Foreseeably, all recovered strains that harbored tetA and ermA genes showed extensive inhibition regions for tetracycline and erythromycin, proposing a close relationship between tetA resistance gene and phenotypic resistance against tetracycline. The present investigations are congruent with the previous results of Park.37 Overall, antibiotic resistance (AMR) is an inescapable problem worldwide and is closely associated with high mortality and medical crisis.92 AMR is usually caused by the transmission of an antibiotic resistance gene among bacteria, even distantly related ones.93 Since there is no obvious MARindex standard for B. cereus, the assessment of human health risks has become unfeasible due to the newly emergence of MDR isolates of B. cereus in aquaculture sectors. These facts maximize the proper use of antibiotics for aquatic diseases control and reflect the significance of routine antimicrobial susceptibility testing in limiting the spread of MDR isolates.
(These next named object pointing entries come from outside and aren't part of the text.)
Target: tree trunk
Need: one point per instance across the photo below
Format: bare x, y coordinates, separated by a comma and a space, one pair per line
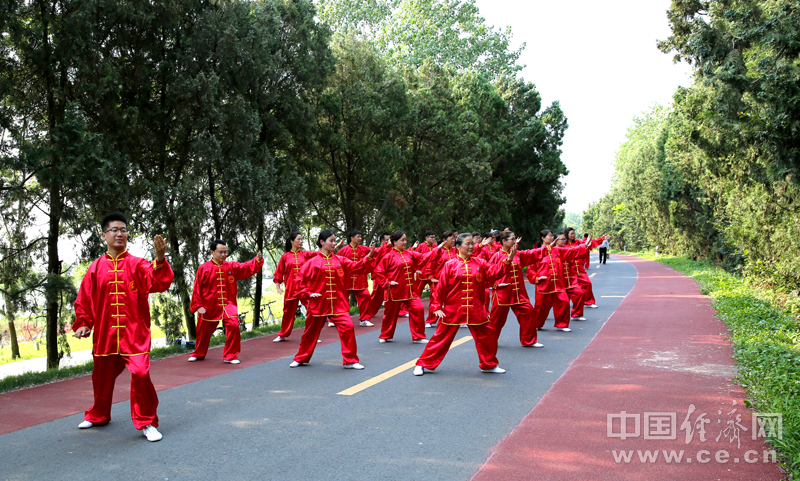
11, 314
259, 280
178, 267
52, 287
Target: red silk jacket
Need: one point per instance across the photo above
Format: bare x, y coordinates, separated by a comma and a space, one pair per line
112, 301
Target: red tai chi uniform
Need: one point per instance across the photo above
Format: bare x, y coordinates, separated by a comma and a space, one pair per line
358, 284
573, 287
215, 290
460, 294
424, 279
328, 275
286, 273
436, 265
112, 301
514, 296
551, 292
583, 277
400, 266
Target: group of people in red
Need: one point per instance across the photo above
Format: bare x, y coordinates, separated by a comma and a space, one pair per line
466, 273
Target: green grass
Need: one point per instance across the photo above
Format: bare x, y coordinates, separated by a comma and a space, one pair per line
31, 379
765, 333
27, 350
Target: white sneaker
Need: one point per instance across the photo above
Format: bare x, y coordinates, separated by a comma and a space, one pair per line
151, 433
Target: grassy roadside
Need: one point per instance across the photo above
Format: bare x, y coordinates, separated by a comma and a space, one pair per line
765, 333
31, 379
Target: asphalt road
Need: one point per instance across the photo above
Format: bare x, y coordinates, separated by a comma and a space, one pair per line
268, 421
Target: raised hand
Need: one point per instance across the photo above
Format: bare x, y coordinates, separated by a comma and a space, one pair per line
82, 332
161, 247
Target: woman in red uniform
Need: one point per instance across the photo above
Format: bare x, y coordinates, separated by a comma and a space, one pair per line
580, 265
458, 299
448, 253
358, 285
509, 292
286, 273
396, 271
573, 287
322, 285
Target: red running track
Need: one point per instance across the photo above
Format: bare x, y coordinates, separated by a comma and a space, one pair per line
660, 352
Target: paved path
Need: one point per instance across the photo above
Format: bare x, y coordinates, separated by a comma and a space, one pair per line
661, 352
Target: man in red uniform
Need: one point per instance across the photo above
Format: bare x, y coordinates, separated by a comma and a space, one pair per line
456, 302
112, 301
357, 284
424, 279
214, 299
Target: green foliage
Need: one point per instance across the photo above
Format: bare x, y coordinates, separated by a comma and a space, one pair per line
765, 339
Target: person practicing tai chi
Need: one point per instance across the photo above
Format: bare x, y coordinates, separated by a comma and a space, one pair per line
322, 285
458, 299
447, 253
509, 292
396, 272
424, 279
378, 293
573, 287
582, 264
358, 284
286, 274
214, 300
112, 306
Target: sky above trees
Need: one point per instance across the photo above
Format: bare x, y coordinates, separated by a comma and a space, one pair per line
600, 61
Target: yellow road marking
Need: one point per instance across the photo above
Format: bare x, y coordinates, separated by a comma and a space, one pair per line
393, 372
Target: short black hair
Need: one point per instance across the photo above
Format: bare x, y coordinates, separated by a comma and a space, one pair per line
323, 236
212, 246
111, 218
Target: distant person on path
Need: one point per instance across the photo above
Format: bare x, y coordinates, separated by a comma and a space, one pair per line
603, 252
286, 273
358, 285
112, 301
457, 300
323, 289
214, 300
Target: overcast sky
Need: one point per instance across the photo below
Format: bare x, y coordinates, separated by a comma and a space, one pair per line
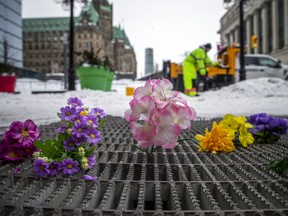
170, 27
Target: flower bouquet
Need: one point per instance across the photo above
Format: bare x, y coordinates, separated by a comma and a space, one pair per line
268, 129
223, 137
18, 141
157, 115
74, 147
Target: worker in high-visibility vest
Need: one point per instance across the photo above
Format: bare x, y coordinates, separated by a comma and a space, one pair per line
193, 62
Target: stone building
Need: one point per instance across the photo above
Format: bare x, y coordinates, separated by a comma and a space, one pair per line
44, 39
266, 19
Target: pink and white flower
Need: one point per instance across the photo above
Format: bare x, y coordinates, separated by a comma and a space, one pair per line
163, 113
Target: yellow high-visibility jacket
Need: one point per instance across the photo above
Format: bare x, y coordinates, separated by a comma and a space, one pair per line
195, 61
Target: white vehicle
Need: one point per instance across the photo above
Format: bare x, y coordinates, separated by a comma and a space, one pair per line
260, 65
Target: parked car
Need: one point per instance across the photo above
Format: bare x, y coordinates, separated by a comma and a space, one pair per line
261, 65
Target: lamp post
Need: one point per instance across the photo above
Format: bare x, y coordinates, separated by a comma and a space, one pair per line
242, 71
69, 4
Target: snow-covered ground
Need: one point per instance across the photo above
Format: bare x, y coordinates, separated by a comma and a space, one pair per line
268, 95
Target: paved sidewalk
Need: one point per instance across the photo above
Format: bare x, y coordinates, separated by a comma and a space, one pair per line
179, 181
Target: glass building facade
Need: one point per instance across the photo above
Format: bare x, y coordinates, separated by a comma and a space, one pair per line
11, 31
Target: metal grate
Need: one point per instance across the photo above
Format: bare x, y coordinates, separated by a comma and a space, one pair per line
178, 181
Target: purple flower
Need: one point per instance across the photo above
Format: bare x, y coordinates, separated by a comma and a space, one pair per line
62, 129
90, 178
92, 121
41, 168
16, 170
69, 144
69, 166
80, 119
93, 136
99, 112
79, 130
54, 168
75, 102
24, 132
67, 113
267, 129
91, 161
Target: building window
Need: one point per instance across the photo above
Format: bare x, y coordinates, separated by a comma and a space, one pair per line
260, 34
270, 27
281, 22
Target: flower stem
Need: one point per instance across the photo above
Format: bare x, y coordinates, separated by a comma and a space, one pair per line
194, 140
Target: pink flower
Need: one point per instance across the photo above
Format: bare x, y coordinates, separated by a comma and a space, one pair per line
163, 92
144, 91
163, 113
167, 131
143, 107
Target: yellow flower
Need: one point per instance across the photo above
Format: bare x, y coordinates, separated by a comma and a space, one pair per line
238, 125
217, 140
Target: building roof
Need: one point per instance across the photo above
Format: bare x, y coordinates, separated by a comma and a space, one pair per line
57, 23
45, 24
119, 33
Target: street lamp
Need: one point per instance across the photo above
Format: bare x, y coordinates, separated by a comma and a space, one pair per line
69, 4
242, 71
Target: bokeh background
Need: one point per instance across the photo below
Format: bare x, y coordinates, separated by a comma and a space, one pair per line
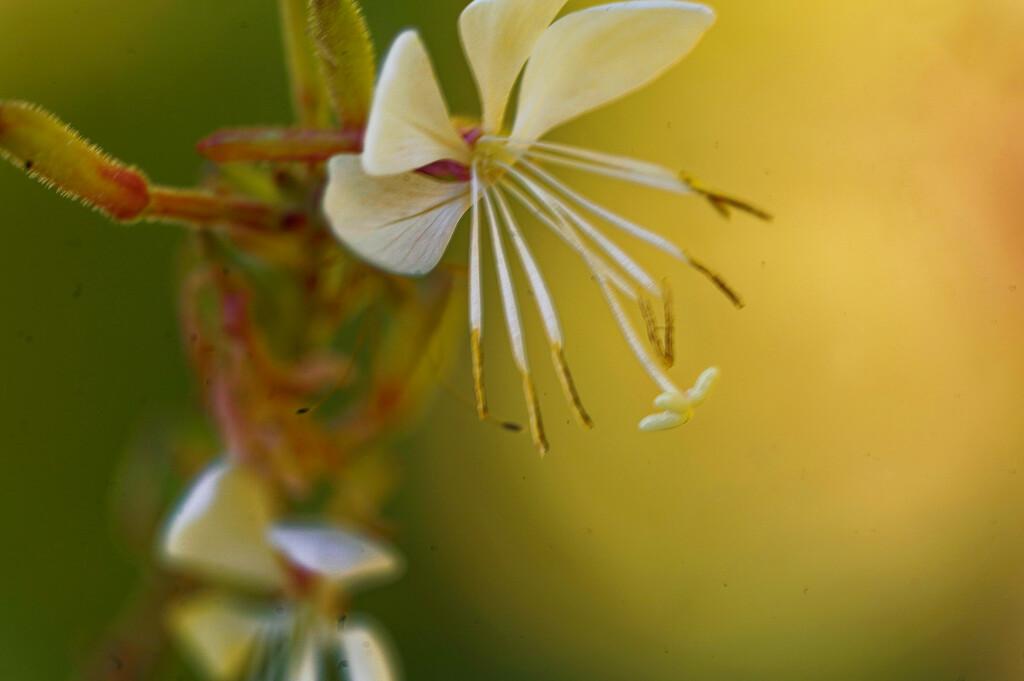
849, 505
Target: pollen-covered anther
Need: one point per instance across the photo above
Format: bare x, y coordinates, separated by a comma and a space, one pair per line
568, 387
678, 408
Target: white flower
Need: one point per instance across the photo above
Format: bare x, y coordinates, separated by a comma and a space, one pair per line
397, 204
296, 573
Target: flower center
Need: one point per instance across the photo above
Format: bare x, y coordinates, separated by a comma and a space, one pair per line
491, 157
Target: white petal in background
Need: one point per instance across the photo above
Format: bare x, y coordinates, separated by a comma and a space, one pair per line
498, 37
400, 223
409, 125
593, 56
219, 529
337, 554
218, 633
368, 653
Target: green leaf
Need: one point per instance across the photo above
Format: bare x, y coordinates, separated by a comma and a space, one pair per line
346, 57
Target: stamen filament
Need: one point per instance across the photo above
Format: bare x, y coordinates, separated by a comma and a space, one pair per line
475, 298
607, 246
560, 226
548, 313
655, 181
640, 232
600, 273
632, 228
514, 326
601, 158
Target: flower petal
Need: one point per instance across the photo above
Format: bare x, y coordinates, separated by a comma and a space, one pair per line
498, 37
219, 529
218, 633
337, 554
596, 55
368, 653
409, 125
400, 223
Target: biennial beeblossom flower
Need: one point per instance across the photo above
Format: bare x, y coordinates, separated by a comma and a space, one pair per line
397, 203
296, 576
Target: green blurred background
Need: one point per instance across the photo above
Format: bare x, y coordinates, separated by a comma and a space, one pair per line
849, 504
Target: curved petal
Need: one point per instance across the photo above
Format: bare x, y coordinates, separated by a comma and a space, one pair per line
218, 633
336, 554
409, 125
498, 37
596, 55
400, 223
368, 652
219, 528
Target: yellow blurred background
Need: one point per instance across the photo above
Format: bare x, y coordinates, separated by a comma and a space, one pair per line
848, 505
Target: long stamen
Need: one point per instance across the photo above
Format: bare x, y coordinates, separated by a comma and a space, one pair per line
654, 240
616, 255
632, 228
560, 225
557, 223
654, 181
634, 340
547, 308
610, 249
600, 275
673, 181
514, 326
475, 299
609, 160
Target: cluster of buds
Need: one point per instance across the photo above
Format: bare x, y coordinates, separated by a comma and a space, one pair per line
314, 308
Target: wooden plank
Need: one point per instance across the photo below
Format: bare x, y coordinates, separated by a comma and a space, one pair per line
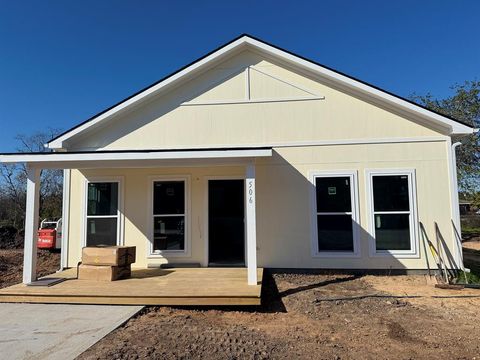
199, 286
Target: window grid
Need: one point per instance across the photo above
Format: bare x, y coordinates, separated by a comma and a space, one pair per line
410, 174
116, 216
167, 215
351, 213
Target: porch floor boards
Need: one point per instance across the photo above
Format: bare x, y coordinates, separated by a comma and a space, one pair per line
178, 286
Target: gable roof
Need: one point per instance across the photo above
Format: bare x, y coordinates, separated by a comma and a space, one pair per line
244, 41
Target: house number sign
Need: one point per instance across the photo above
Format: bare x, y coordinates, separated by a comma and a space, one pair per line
251, 193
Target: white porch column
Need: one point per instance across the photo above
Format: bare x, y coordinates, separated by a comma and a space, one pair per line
251, 225
31, 225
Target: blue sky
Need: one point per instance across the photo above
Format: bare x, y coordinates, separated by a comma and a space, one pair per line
63, 61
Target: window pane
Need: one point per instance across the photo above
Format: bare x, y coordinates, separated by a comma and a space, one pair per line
169, 233
390, 193
168, 197
392, 232
335, 232
102, 198
333, 194
101, 231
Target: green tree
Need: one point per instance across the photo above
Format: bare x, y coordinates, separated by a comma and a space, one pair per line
463, 105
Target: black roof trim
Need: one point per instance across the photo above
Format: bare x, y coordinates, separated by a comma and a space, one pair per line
276, 47
140, 151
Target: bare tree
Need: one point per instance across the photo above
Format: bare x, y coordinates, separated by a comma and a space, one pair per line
13, 183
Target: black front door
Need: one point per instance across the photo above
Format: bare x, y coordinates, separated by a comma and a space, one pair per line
226, 230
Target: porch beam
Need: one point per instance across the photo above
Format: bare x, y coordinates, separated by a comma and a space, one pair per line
31, 225
251, 224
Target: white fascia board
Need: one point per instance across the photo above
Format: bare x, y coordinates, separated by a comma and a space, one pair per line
111, 156
456, 127
453, 126
58, 143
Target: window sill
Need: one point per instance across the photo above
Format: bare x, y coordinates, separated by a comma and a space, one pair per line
333, 254
396, 255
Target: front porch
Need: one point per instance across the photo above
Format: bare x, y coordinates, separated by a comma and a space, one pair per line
133, 176
177, 286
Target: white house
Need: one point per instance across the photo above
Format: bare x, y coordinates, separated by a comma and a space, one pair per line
254, 156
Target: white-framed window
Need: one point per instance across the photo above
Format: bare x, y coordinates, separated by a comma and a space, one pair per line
392, 212
103, 209
169, 225
335, 214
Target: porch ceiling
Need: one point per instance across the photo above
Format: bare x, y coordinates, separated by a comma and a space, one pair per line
136, 158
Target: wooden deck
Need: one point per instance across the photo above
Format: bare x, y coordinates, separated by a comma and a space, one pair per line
193, 286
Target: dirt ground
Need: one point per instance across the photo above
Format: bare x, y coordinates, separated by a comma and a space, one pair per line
303, 316
11, 265
295, 323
With respect to the pathogenicity assay, fish infected with B. cereus presented variable mortality in direct proportion to the inoculated doses and displayed the same clinical signs that were found in the naturally infected fish. Our findings have almost resembled a previous study of Younes55 that reported obvious skin lesions, popeyes, abdominal distension, and hemorrhagic patches on the skin and gills of experimentally infected C. gariepinus with B. cereus. Clinical and post-mortem signs observed here were almost similar to the previous findings in white seabream experimentally infected with B. cereus.27 Herein, the mean lethal dose (LD50) for the isolated B. cereus was 106 CFU mL−1, in parallel with a previous study of Younes,55 which emphasized that the LD50 of B. cereus was about 2.7×106 CFU mL−1. Our results were relatively high compared to Chandra28 who demonstrated that a dose of 3.6×105 CFU fish−1 was adjacent to LD50 value and considered suitable for the experimental infection of stinging catfish. Accordingly, affected tissue dissociation could be either related to inherited virulence genes or to the lethal and degenerative effect of bacterial exotoxins and active enzymes, which boost tissue necrosis and cell damage.50,94

In conclusion, as far as we know, this is the first study that highlighted the new emergence of MDR B. cereus in M. seheli that alarmingly reveals a significant threat to both human health and the aquaculture sector. Newly emerging MDR B. cereus in M. seheli commonly harbor nhe, hbl, cytK, and pc-plc virulence genes and bla1, bla2, tetA, and ermA resistance genes. The consistent application of antimicrobial susceptibility testing is essential for screening the newly emerging MDR strains and detecting the antibiotic of choice. Vancomycin and meropenem displayed a hopeful in-vitro antimicrobial activity against the recovered MDR B. cereus isolates from fish. The combination of phenotypic and molecular-based detection techniques is a reliable epidemiological tool for the detection of newly emerging MDR B. cereus strains in fish.